Sabtu, 15 Desember 2012

Tentang Hati

Ceritaku. Sebuah jalan yang kini ku lalui. Misteri. Penuh dengan tanda tanya. Nyaris tanpa dialog. Semuanya dijawab sendiri. Hati yang semakin nakal atau bahasa halusnya; hidup.
Seperti drama sebuah cerita legenda; Siliwangi. Sebuah perjalanan mengenal diri sendiri yang ternyata luasnya lebih luas daripada mengenal dunia; yang lamanya lebih lama daripada mengarungi samudera. Sebab pada diri dunia dan seisinya ada.
Benar sebuah pepatah yang mengatakan; man 'arafa nafsahu, faqad 'arafa rabbahu; barangsiapa yang mengenal dirinya maka akan mengenal Tuhannya. Betapa sulit mengenal diri kita sendiri. Sesulit mengarungi hidup itu sendiri.  menelisik ke dalam diri, mencari celah-celah, mencari kelemahan-kelemahannya; mencari noda-noda dan menguasai suasana.
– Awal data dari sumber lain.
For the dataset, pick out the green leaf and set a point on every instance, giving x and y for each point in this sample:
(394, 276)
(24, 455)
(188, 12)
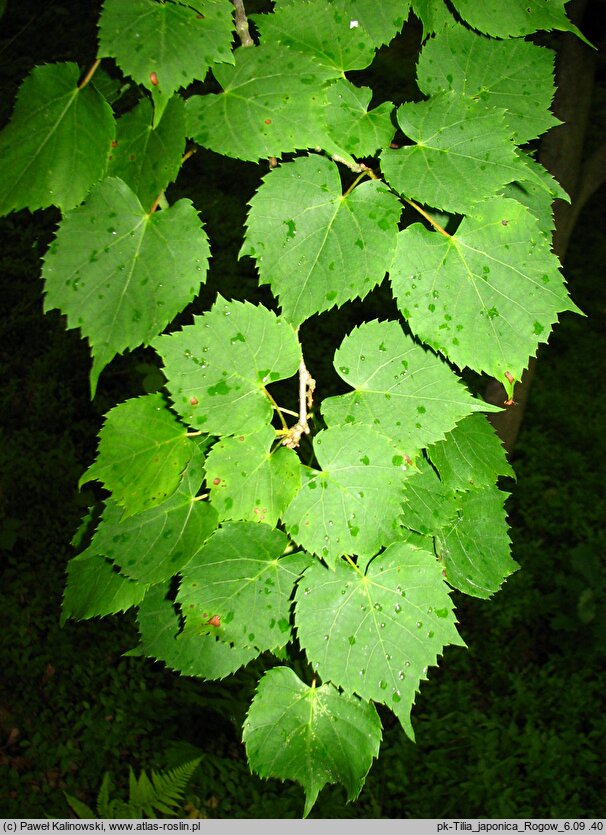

Lebih dari itu, setelah paham pada diri, yang lebih sulit adalah mengendalikannya dan mengarahkannya untuk sesuatu hal yang baik, yang bersih, yang bermanfaat bagi banyak orang. tentua dalam perjalanan mengenal diri itu amat panjang dan berliku. Di dalamnya ada pergulatan dan perseteruan antara hati dengan nafsu dan bisikan syetan. Kerapkali hati menang menjadi kebaikan, tetapi kadang kalah dan berbuah kenistaan. "beruntunglah orang-orang yang menyucikannya, merugilah orang-orang yang mengotorinya".